Gantry cranes sit idle above cruise ships and stacks of cargo containers at port during a strike by International Longshore and Warehouse Union Canada workers in the province in Vancouver on Wednesday, July 12, 2023. Work has resumed at British Columbia ports after both sides of the strike agreed to a tentative deal Thursday. THE CANADIAN PRESS/Darryl Dyck
VANCOUVER – British Columbia port workers are back on the job after a tentative agreement was reached between the employers association and the workers union, ending a 13-day-old strike.
A B.C. Maritime Employers Association spokesman says work at the Port of Vancouver began yesterday at 4:30 p.m. with 120 workers to be dispatched overnight, ramping up to 500 by 8 a.m. today.
The association says it reached a four-year agreement with the International Longshore and Warehouse Union Canada.
The union, which represents 7,400 workers in the job action that began July 1, has not yet commented on the pact.
The agreement is subject to ratification by members of both the union and the maritime employers, and no additional details on the deal have been released.
Federal Labour Minister Seamus O’Regan said Thursday that the strike that had snarled trade worth billions was over and thanked both sides.
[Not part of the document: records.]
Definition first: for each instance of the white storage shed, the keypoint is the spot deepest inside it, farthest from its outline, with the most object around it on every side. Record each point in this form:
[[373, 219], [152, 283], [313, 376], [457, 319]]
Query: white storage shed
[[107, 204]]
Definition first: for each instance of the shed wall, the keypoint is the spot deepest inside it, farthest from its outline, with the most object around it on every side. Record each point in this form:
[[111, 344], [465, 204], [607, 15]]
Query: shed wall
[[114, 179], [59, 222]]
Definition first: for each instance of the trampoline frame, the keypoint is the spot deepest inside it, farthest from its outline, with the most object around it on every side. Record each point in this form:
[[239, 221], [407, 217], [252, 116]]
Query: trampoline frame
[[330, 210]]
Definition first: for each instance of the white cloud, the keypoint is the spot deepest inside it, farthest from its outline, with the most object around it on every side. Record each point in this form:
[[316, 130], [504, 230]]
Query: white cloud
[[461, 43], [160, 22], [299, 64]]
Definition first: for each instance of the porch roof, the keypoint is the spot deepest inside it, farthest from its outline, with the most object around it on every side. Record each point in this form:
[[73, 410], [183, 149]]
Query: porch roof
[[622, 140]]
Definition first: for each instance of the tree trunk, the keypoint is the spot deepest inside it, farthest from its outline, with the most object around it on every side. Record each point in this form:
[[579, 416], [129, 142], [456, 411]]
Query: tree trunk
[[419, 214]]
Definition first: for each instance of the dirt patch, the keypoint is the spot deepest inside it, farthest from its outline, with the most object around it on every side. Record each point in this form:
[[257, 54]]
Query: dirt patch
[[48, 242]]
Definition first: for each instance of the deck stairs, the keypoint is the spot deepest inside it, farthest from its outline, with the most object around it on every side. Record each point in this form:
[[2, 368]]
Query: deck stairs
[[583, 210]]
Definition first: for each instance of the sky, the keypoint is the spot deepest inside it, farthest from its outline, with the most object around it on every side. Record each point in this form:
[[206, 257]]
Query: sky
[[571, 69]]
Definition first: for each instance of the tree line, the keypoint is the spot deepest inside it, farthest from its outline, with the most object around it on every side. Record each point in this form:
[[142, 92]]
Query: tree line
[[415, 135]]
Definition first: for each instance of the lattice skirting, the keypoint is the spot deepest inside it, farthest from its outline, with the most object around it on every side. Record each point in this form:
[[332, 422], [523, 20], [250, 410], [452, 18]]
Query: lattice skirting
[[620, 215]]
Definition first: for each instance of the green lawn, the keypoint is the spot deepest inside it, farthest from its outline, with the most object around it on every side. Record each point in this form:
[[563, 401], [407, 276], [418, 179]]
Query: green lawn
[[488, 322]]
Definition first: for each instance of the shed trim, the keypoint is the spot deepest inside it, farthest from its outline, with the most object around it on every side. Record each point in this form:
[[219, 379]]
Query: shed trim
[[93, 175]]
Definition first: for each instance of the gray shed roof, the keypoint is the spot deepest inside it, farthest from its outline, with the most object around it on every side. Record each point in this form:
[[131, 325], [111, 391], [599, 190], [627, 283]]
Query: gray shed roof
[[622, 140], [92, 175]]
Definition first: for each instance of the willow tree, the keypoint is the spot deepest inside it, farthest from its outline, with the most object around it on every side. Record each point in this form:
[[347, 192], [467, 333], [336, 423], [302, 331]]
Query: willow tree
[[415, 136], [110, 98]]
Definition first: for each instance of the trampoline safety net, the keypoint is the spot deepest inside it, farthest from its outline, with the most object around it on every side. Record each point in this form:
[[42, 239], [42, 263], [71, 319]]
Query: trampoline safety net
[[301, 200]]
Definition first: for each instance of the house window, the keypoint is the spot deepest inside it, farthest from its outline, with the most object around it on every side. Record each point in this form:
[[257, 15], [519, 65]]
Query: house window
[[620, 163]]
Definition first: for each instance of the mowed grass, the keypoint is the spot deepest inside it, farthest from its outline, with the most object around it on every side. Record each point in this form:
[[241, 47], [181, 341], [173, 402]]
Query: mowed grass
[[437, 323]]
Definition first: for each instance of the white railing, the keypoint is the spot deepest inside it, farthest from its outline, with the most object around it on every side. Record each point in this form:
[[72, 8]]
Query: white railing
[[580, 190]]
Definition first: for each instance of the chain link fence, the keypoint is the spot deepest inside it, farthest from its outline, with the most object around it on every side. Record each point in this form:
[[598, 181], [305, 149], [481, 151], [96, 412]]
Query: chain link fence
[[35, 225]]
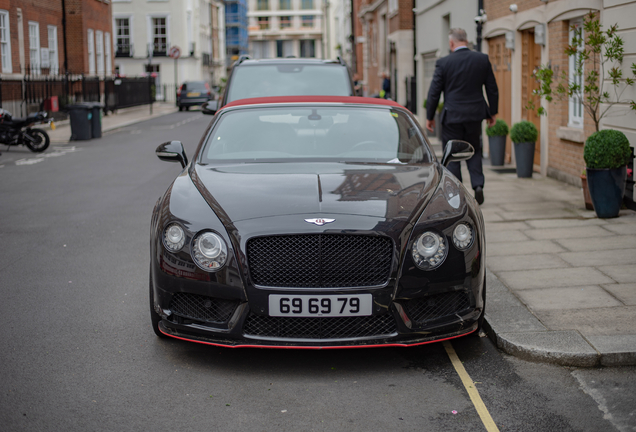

But he and Transport Minister Omar Alghabra said in a statement that the extent of the disruption showed the importance of the relationship between industry and labour, and that Canada’s “supply chains and our economy depend on it.”
The tentative agreement to end the strike came after O’Regan ordered a mediator to issue terms for a settlement, saying the gap in the deadlocked talks was “not sufficient to justify a continued work stoppage.”